I ride for my 4-year-old son, Drake, and his two brothers, Mack and Theo.
Drake was diagnosed with acute myeloid leukemia (AML) at just six weeks old. Our world turned upside down, and from that moment on, we lived in survival mode. Today, after coming out on the other side of hell, you would think you could put it all behind you - but you can’t.
It’s complex
The gratitude is real
The impending doom is real
The trauma is real
Survivor’s guilt is real
Life is messy.
From May to December 2021, my wife and I took turns sleeping at the hospital every night, realizing three weeks after his diagnosis that this was going to be a long road. But it took me even longer to let go of the anger. To stop feeling like I had to fight everything/ everyone- everyday. To quit expecting anyone other than my wife to relate. Only when I let go of control over Drake’s future and the loneliness of caring for a baby going through this was I finally able to show up fully for everyone else, including him.

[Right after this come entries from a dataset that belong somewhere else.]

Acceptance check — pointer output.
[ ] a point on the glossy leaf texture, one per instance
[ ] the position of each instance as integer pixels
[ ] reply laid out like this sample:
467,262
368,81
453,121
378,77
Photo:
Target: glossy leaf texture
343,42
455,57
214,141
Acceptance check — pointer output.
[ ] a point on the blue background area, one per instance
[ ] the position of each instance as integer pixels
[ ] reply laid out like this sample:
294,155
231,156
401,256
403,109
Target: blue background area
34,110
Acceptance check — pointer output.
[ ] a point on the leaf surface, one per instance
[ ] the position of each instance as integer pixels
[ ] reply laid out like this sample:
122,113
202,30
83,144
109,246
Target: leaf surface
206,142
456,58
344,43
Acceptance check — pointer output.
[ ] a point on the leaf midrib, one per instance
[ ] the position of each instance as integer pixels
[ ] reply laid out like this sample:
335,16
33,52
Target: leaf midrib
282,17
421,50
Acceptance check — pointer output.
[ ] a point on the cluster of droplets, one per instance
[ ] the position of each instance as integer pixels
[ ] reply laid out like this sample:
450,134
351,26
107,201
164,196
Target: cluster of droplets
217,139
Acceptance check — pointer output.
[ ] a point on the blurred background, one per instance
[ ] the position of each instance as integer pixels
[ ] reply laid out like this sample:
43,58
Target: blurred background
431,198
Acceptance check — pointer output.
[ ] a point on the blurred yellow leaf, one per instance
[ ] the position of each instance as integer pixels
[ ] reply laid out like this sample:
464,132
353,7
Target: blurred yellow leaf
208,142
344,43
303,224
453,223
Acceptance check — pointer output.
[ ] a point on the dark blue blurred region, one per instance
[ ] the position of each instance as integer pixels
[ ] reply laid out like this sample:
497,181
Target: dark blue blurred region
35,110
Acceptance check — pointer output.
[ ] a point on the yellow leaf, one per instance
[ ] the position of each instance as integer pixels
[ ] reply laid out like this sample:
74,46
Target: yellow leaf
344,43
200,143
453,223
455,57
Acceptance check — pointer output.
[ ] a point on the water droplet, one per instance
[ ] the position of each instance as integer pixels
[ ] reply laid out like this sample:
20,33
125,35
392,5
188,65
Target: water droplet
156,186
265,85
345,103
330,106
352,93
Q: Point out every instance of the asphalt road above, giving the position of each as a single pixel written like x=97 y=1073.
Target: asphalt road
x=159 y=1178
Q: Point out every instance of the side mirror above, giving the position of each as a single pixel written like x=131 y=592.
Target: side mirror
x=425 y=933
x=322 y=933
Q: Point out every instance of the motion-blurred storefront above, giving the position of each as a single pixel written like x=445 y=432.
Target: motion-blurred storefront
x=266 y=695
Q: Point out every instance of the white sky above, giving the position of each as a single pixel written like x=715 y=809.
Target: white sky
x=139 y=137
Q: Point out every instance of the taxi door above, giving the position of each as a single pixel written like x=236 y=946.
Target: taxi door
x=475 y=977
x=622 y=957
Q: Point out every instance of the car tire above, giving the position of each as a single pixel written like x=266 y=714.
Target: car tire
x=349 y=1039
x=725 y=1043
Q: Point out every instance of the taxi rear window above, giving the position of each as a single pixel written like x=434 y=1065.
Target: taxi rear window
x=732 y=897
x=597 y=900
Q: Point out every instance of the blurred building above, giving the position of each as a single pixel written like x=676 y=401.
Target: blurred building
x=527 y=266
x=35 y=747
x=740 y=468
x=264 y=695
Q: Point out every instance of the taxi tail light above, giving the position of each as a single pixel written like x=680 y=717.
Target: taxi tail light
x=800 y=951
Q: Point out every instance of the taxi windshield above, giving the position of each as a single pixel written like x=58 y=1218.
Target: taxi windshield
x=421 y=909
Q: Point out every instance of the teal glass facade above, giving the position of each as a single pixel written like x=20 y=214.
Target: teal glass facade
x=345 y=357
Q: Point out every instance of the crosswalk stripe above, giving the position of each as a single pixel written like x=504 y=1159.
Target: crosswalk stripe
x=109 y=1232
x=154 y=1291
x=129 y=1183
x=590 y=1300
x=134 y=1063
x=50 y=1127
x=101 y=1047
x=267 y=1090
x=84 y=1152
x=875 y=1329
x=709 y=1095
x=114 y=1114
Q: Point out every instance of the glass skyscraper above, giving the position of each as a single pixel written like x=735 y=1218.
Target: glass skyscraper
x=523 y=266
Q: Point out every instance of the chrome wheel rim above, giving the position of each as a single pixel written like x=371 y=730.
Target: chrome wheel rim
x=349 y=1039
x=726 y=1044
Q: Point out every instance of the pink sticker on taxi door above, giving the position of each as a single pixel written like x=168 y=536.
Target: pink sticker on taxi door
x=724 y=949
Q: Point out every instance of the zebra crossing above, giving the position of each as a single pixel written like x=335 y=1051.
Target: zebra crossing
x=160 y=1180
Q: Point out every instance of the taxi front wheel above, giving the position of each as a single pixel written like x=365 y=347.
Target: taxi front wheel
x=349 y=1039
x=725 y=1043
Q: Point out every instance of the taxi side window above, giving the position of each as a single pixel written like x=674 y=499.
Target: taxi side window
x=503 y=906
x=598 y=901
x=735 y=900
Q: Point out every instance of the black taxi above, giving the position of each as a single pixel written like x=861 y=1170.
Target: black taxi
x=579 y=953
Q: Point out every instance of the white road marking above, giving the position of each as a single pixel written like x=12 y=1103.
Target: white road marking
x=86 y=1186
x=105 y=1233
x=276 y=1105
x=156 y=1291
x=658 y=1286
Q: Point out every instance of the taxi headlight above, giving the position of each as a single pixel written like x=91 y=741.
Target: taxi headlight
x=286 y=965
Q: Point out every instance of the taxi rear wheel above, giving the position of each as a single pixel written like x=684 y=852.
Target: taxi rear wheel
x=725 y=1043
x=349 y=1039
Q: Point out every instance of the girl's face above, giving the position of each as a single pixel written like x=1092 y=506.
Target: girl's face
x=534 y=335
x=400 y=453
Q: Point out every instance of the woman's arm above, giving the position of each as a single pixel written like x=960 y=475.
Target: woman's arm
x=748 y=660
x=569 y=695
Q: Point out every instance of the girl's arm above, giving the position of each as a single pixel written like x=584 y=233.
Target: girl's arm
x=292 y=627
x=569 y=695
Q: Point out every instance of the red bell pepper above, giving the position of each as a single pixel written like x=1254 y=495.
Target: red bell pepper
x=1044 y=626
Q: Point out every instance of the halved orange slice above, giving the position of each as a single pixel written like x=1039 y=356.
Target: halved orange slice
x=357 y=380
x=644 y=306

We can and will ride this year for Drake, Mack, Theo and those on the 7th floor who are experiencing a hardship very few experience in their whole life. Some have paid the ultimate price - I cannot imagine.
This is not your lesson
This is not part of “God’s plan” that any other person can suggest
This is you getting through every hour which eventually turns into a second hour and a third hour….
We ride for the casualties, the survivors, the warriors and the caregivers that are there getting through hour by hour.
You are all on my mind every day!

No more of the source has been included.